HOWTO - Basic Network Troubleshooting / Understanding
HOWTO - Basic Network Troubleshooting / Understanding
Networking is sometimes considered to be complex, and hard to debug and manage. However, Linux (and thus Ubuntu) provides you with numerous tools to figure out exactly what's going wrong on your network, and how to fix it. What is really the problem is most people don't understand networking in the way they should. Hopefully, this HOWTO will get you started down the long, and sometimes hairy, road of figuring out exactly what's going wrong. This guide isn't intended to be all inclusive. However, this is the first in three guides on networking I plan on posting, this being the most basic.
The Basic Formula
This is a list of basic steps you should take in troubleshooting your network. Explanations will follow.
Is the interface configured correctly ? (lspci, lsmod, dmesg, ifconfig /etc/network/interfaces)
Is/Are DNS / hostnames configured correctly ? (Bind, /etc/hosts, /etc/resolv.conf)
Are the ARP tables correct ? ( arp -a )
Can you ping the localhost ? (ping localhost / 127.0.0.1 *try both*)
Can you ping other local hosts (hosts on the local network) by IP Address? How about hostname? (ping)
Can you ping hosts on another network (ala internet) ? (ping)
Do applications like ssh, firefox, sftp, etc, work ? (chosen application)
This seems rather verbose. However, all you're doing is going either up or down the network model layers. Huh, you say? The basic network model layers are just differing levels of the network, it's better if you see a layout:
Application Layer (ssh, telnet, firefox)
Transport Layer (flow control, etc)
Network Layer (addressing, routing)
Link Layer (hardware / device drivers)
Physical Layer (the actual cable or other physical media)
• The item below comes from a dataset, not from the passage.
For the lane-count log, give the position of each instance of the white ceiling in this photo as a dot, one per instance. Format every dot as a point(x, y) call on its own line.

If you look at my troubleshooting steps above, we move up the layers. This is always a good idea when troubleshooting networks. Move up or down the layers; don't skip any steps.
Explanations
Ok, so you're reading this and your mind feels like it's frying. What the hell is dataw0lf talking about??? I'M A NEWBIE, FOR GOD'S SAKE! Well, I'm going to try to explain some simple commands that'll make your life (and hopefully mine) a bit easier. Before that, however, we're going to go over routing tables and DNS very, very quickly. In the intermediate guide, I'll go over more complex protocols.
Routing Tables
Want to see your routing tables? Open a prompt and type either netstat -nr or route. This will list your routing tables. Well what does that mean? Let's take a look.
Code:
dataw0lf@darktower:~ $ netstat -nr
Kernel IP routing table
Destination Gateway Genmask Flags MSS Window irtt Iface
192.168.0.0 0.0.0.0 255.255.255.0 U 0 0 0 eth0
0.0.0.0 192.168.0.1 0.0.0.0 UG 0 0 0 eth0
Brief explanation of the -nr options: -n means return numeric output (ie, IP address instead of hostname) and -r means print the routing table.
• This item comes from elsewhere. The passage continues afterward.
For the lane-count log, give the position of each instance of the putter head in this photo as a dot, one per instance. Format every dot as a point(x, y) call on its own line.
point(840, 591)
To understand IP routing you just have to understand one thing : it's 'next hop' routing. At any given point in the network, you just have to figure out where the NEXT host or router to get to to reach it's destination.
This is where 'default' routes come in. The 0.0.0.0 in my routing table is the 'default route'. If I get a packet that says ' I need to go to yahoo.com ', my routing tables are searched. If yahoo.com is NOT found in my routing table (which it obviously isn't), it's routed to my default route, which is also my gateway (the G flag in Flags). So it's forwarded to that IP (which happens to be my router/firewall, which in turn routes it out to the wilderness of the internet). Always check and see if the box you're having trouble with has a default route. Adding a default route is easy as pie:
Code:
route add default gw <gateway-ip-address>
The gateway is usually going to be your DSL modem / router / firewall.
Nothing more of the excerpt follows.